For fans and players of the disappointing French and Italian national soccer teams, the 2010 FIFA World Cup is one they'd like to soon forget. But for billions of soccer fans around the world the summer tournament in South Africa will ring in their memories-and ears-for years to come. Record audiences from 70 nations tuned in to watch broadcasts of the 64 matches and were met with the irrepressible drone of buzzing vuvuzelas-a sound so oppressive and constant from thousands of horn-blowing spectators that French player Patrice Evra sought to blame his team's abysmal performance on the noise. But the tournament represented the most-watched television event in history: More than 700 million people witnessed Spain's 1-0 victory over the Netherlands in the final. Nevertheless, the 2010 World Cup may be long remembered not for Spain but for aural pain.
Gay marriage supporters in California and Hawaii took their cases to the courts-and appear likely headed to the Supreme Court. After Gov. Linda Lingle of Hawaii vetoed a same-sex civil union bill, gay-rights groups filed a lawsuit claiming that Hawaii denies same-sex couples the rights and protections it gives to heterosexual couples. But the election of Neil Abercrombie, a Democrat who supports same-sex civil unions, as governor means legislation is on the table again. In California, U.S. District Court Judge Vaughn R. Walker reversed California's state amendment banning gay marriage, sending the case to the 9th Circuit Court of Appeals in August, which heard oral arguments on Dec. 6. Walker faulted defenders of the measure, known as Prop 8, for bringing only two witnesses and threw out the testimony of one witness entirely. After the ruling, lawyers waged another brief battle over whether same-sex marriages could continue while the case is being appealed, a fight that Proposition 8 defenders won when the 9th Circuit Court of Appeals ruled that same-sex marriages could not proceed until the case is decided. Both sides have vowed to take the case to the U.S. Supreme Court.
Barack Obama knew he had a fight on his hands with Senate Republicans over his choice for a top medical post. So during the Independence Day recess, when nominations don't require normal Senate approval, he bypassed the Senate to make the key administrative appointment. By tapping Harvard professor Donald Berwick to head the Centers for Medicare and Medicaid services, Obama placed at the center of America's new healthcare program a proponent of medical rationing and a supporter of England's socialized national health system. Berwick, who said it is "not whether or not we will ration care-the decision is whether we will ration with our eyes open," was placed in charge of a Medicaid program that is expected to expand by at least 16 million more patients thanks to Obamacare.

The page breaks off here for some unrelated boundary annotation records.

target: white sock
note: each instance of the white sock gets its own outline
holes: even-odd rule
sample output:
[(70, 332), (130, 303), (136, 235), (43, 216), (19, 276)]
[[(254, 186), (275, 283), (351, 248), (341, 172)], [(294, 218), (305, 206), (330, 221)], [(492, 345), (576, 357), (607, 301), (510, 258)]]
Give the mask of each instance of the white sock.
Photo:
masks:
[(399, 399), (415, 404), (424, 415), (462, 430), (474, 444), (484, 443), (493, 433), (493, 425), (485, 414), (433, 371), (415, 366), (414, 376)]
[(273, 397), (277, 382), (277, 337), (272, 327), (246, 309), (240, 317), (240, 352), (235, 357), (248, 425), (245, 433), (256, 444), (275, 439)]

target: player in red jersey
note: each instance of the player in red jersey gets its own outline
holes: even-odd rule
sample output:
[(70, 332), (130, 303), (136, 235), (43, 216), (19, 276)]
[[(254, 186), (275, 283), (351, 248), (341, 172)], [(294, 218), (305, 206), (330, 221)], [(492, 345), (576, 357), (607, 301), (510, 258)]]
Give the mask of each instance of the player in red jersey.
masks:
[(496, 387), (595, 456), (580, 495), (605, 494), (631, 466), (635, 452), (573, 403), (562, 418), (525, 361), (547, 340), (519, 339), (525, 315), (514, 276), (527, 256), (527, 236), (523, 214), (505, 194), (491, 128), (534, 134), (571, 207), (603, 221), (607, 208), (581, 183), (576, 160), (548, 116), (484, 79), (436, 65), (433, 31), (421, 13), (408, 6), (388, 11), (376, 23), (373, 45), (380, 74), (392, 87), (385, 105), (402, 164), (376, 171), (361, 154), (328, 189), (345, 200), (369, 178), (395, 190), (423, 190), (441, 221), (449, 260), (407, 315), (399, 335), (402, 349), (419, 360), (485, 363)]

Over the August recess, Obama did it again, making four recess appointments to top administrative posts without Senate approval. But that would be the last time: Senate Democrats joined with Republicans in October to block additional recess appointments. By going into "pro forma" sessions throughout the campaign season recess, senators signaled to Obama that sidestepping congressional privilege is not condoned by lawmakers from either party.
So-called natural disasters piled up, as China endured its worst flooding in decades, and the Ministry of Internal Affairs estimated some 1,400 people had died by August. Pakistan and India also suffered severe floods, with Pakistan facing an added threat: Terrorist groups mobilized quick and effective aid efforts that government officials feared would endear corrupt forces to needy Pakistanis. Meanwhile, Christian relief groups covertly shuttled aid to Pakistani churches facing the long-standing danger of being a washed-out religious minority in a predominantly Muslim nation.